Sometimes the boot process goes well, nothing happens.

But, most cases in which the boot freezes were at the systemd random generation process, like in this part of the boot process:

    [    1.929358] systemd[1]: systemd 226 running in system mode. (+PAM -AUDIT -SELINUX +IMA -APPARMOR +SMACK +SYSVINIT +UTMP -LIBCRYPTSETUP -GCRYPT +GNUTLS +ACL +XZ -LZ4 -SECCOMP +BLKID -ELFUTILS +KMOD +IDN)
    [    1.949113] systemd[1]: Detected architecture arm.
    
    Welcome to The Ångström Distribution v2015.12!
    
    [    1.978135] systemd[1]: Set hostname to <colibri-vf>.
    [    2.033913] random: systemd: uninitialized urandom read (16 bytes read, 50 bits of entropy available)
    [    2.189426] random: systemd-sysv-ge: uninitialized urandom read (16 bytes read,

Nothing more after this line, or even few steps after it.

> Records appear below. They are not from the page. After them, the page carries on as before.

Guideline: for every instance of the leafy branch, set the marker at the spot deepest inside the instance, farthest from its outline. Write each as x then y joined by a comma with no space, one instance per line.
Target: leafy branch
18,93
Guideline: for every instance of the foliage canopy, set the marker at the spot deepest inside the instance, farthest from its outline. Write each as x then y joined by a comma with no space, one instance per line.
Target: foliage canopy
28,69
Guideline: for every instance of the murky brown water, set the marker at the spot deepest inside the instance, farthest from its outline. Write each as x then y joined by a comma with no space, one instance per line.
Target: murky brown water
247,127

And other few times the boot got stuck at the ethernet setup process, like in this part:

         Starting WPA supplicant...
         Starting Hostname Service...
[  OK  ] Started Network Name Resolution.
[   11.256413] fec 400d1000.ethernet eth0: Freescale FEC PHY driver [Micrel KSZ8041] (mii_bus:phy_addr=400d1000.etherne:00, irq=-1)
[   11.281984] IPv6: ADDRCONF(NETDEV_UP):

Even here, nothing more is notified, and I have to manually reset the module.

The CONFIG_LOCKUP_DETECTOR was previously configured as =y in my defconfig.

Unfortunately, even with this option enable, I don’t get any trace from it after this step in which the boot freezes.
The machine literally stop responding and is necessary to do a “manual” reset.

Hm, do you have a display connected to it and a fbdev console?

In case the lockup happens due to the UART, it would be expected that the UART does not show anything anymore. But if that is the case, the fbdev console should still show something, at least the lockup detection stuck trace…

@andrecurvello, I could reproduce your issue. It is clearly serial console related, when using setenv setup setenv setupargs console=tty1 to disable the serial console, the kernel did not freeze anymore.

I could fix the issue by using a newer version of the driver (copy the file drivers/tty/serial/fsl_lpuart.c from Linux v4.9). We will update the v4.4 version of that driver to reflect all changes we pushed to v4.9 soon.

@andrecurvello, there is now a patch on our -next branch which resynchronizes the lpuart driver to the latest upstream version.

Hi @stefan.tx,

I’ve tested it here.

With the Preemption Model set for "Preemptible Kernel (Basic RT), it runs OK, no problems at boot process.

But with the Preemption Model set for "Fully Preemptible Kernel (RT), it keeps freezing sometimes at boot process, more or less at the same point I’ve showed before (systemd setup, etc…).

Is there any way I could record a log or other kind of information that could help in this problem?

I guess that is with the latest patch from -next? On what percentage of boots does it happen for you now?

Can you verify that it does not happen when using setenv setup setenv setupargs console=tty1?

Hi @stefan.tx,

I’ve tested it here with the commando you suggested on uBoot:
setenv setup setenv setupargs console=tty1

It worked well.

I’ve tested here with repeated boot sequences, and all of them occurred OK.

What could it be?

If you can live without serial console, I guess this would be a viable work around…

However, I booted the system several times here, and could not reproduce the issue with the latest patches on -next. Are you absolutely sure you integrated the patch mentioned above? E.g. when running dmesg | head the Linux kernel banner shows the git hash that commit? ( fa3f45c2) Does it happen on every boot for you?